India should give increased thrust to design development and intellectual property rights in order to increase the share of manufacturing in the country's gross domestic product (GDP) to 25 per cent from the current 16 per cent, according to a CII report.
The government has set an ambitious target of increasing the share of manufacturing in the country to 25 per cent of GDP, against the current 16 per cent, in order to generate employment and achieve balanced economic growth.
This, however, would only be possible if there are more 'Indian products' with Indian designs and Intellectual property rights (IPRs).

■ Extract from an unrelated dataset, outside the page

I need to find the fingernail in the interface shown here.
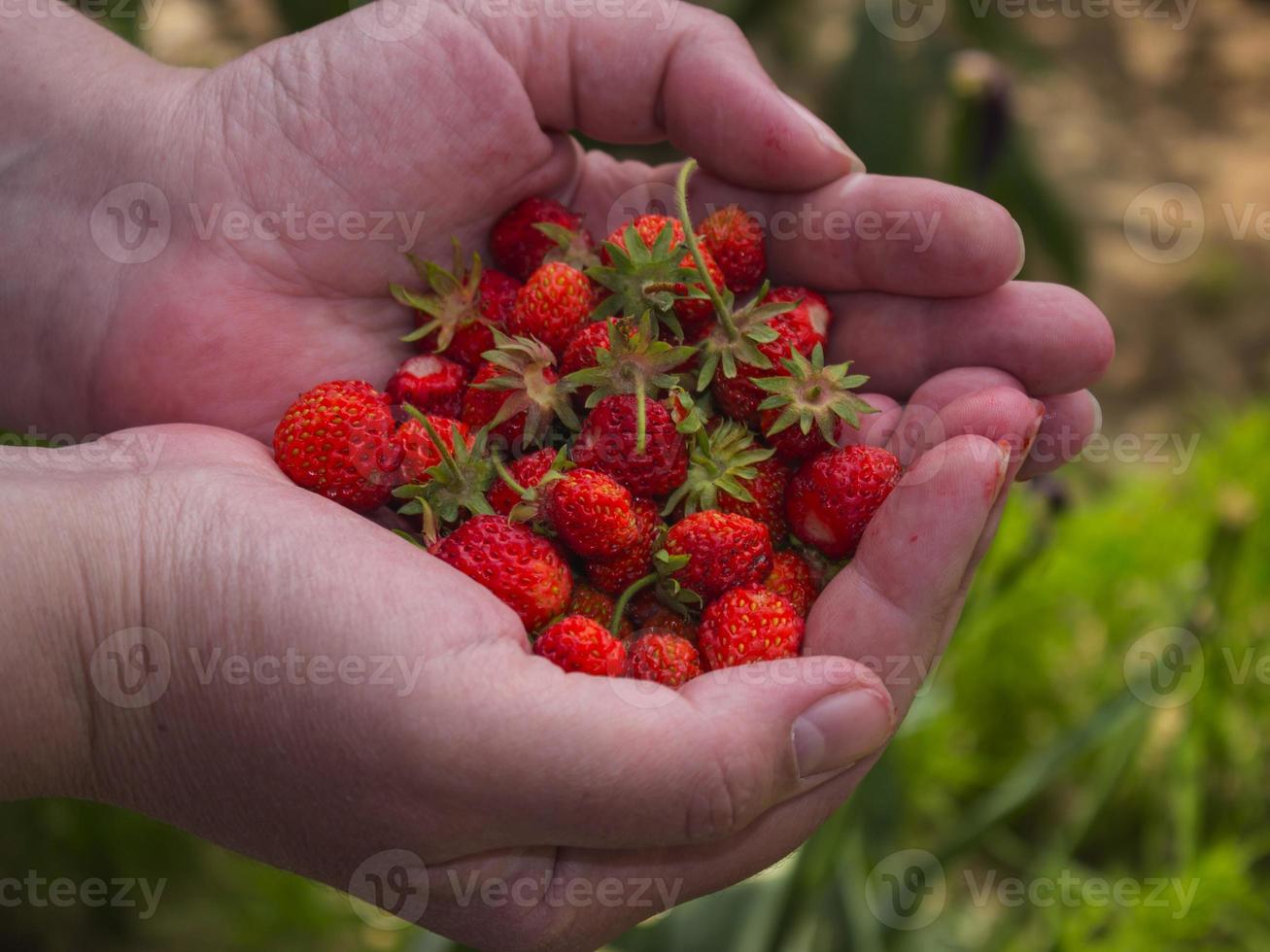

"Key is the design development and IPRs. They can bring down cost. They would be user-friendly, adaptable, easy to monitor and environmentally safe. If the products could win in the Indian market they could win elsewhere in the world,'' CII quoted Ashok Jhunjhunwala, professor, IIT Madras, as saying.
Products with value addition above the threshold would bring to the market 'India manufactured products' instead of imported ones, but their contribution to the economy would be limited, he said.
Considerable progress has been made in the automobile and pharmaceuticals sectors. But, in the fast growing telecom sector, the true Indian presence was very little. Most of the products and services were imported or assembled.
Though there were leading operators and over 800 million mobile connectivity, there were hardly any Indian design or IPR. The royalty payment for every new line ranged from $12 to $15.